At trial, the evidence for the prosecution case was a section 28 YJCEA pre-recorded cross-examination (see note (i) below) of the complainant in regard to the abuse by P; evidence from a police officer detailing the first account of the complainant (in this original statement, reference had been made to the domestic abuse suffered by the complainant from her husband, but this was edited out by agreement); and P's ex-wife's evidence for the prosecution saying that P had told her things, that he had touched her and done things with his sister that he "wasn't proud of". 

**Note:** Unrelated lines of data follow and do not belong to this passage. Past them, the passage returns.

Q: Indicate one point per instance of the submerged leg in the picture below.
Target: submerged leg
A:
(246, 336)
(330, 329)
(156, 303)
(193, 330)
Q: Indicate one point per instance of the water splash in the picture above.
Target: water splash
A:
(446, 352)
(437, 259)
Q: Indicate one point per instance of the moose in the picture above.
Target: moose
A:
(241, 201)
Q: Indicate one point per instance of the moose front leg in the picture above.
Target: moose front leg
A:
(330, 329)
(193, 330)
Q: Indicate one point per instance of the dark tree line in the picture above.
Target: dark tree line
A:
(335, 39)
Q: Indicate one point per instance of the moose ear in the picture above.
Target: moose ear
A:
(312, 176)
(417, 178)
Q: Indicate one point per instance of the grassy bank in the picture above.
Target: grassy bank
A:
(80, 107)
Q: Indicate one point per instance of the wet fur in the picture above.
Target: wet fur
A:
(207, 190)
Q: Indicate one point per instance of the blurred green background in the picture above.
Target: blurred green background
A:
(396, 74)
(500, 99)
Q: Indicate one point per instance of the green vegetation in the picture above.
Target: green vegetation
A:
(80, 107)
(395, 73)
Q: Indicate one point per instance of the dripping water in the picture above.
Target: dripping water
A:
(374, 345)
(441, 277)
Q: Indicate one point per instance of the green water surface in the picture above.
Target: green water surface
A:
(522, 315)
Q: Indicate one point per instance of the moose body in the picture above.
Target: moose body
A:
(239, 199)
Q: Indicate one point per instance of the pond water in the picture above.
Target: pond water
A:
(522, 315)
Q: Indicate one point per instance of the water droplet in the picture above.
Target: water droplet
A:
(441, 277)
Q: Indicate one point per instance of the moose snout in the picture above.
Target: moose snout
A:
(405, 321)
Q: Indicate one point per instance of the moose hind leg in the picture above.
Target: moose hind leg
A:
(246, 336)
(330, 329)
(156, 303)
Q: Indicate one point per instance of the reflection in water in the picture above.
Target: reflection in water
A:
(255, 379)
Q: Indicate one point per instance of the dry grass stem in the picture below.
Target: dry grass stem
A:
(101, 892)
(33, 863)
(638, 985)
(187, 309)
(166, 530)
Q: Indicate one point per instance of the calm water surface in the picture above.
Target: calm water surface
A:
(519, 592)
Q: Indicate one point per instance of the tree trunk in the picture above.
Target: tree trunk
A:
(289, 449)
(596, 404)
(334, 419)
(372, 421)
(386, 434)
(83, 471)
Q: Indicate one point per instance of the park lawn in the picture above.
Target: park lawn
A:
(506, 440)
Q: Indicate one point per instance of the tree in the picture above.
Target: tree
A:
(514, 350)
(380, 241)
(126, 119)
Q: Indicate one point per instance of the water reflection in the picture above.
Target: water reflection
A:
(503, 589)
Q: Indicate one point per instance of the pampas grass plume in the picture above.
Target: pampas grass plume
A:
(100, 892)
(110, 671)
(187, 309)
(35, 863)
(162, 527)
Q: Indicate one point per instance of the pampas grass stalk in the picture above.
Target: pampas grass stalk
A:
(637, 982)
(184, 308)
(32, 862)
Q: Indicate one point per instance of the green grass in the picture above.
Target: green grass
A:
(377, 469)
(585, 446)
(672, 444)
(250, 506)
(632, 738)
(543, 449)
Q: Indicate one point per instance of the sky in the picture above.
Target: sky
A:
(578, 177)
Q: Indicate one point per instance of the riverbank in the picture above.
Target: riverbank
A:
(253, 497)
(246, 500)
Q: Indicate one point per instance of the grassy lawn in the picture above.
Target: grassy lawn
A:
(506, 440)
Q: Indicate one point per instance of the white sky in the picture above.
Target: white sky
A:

D denied the offending and called as a witness his and the complainant's mother and father. The mother said she understood nothing had happened, the father, that he had little to do with the children and was not aware of the mother hitting the children.
 
During the trial, the defence made an application, pursuant to section 41 of YJCEA to adduce evidence of the complainant's husband's sexual abuse of her on the basis that it would help explain why the complainant was so upset and affected during the section 28 cross examination, to let the jury know that the complainant had said that she had been raped by her husband. The application wasn't made properly but, in any event, the judge accepted it as an application. The judge refused the evidence about the complainant's allegations.
 
In his summing up to the jury, the judge directed the jury:
 
“Indeed, we have heard that the complainant had anorexia and had seen a psychiatrist and been in counselling. You have not, primarily to preserve the complainant’s privacy as much as we can, heard anything about the cause of the anorexia or the reason she was undergoing counselling and treatment and, in the circumstances, it would be pure speculation for you to consider why she was behaving as she did in the video recorded interviews. There are, to put it simply, multiple different reasons why she may have been distressed during those interviews.”
 
P was convicted of four counts of indecent assault and three counts of rape against the complainant.
 
P appealed against conviction. The grounds of appeal were -
The judge had wrongly excluded evidence of the complainant's complaints of sexual abuse and domestic violence against her former husband. It was submitted that the jury did not have all of the details of the complainant's mental health background to place into context and consider.
 
The judge had wrongly failed to give a direction on doli incapax (see note (ii) below) in relation to P, in respect of incidents related by the complainant which did not form part of the indictment, these being P went to a special school as he had dyslexia. He had self-harmed by cutting himself and threatening to commit suicide during the relevant period. His parents had asked the complainant, his younger sister, to chaperone him.
 

Held


Appeal dismissed.

The trial judge was right to exclude evidence about the complainant's husband's sexual abuse of her. This was because the evidence was not relevant to any issue in the trial, and so did not fall within section 41(3)(a), the husband was not on trial. Also, the evidence was not admissible pursuant to section 41(5) as the evidence did not relate to any evidence adduced by the prosecution about any sexual behaviour of the complainant. (This argument however, hadn't been advanced on appeal).
 
P was aged 14 years and 5 months at the time of the earliest date of offending, therefore, there was no obligation on the trial judge to give a direction on doli incapax.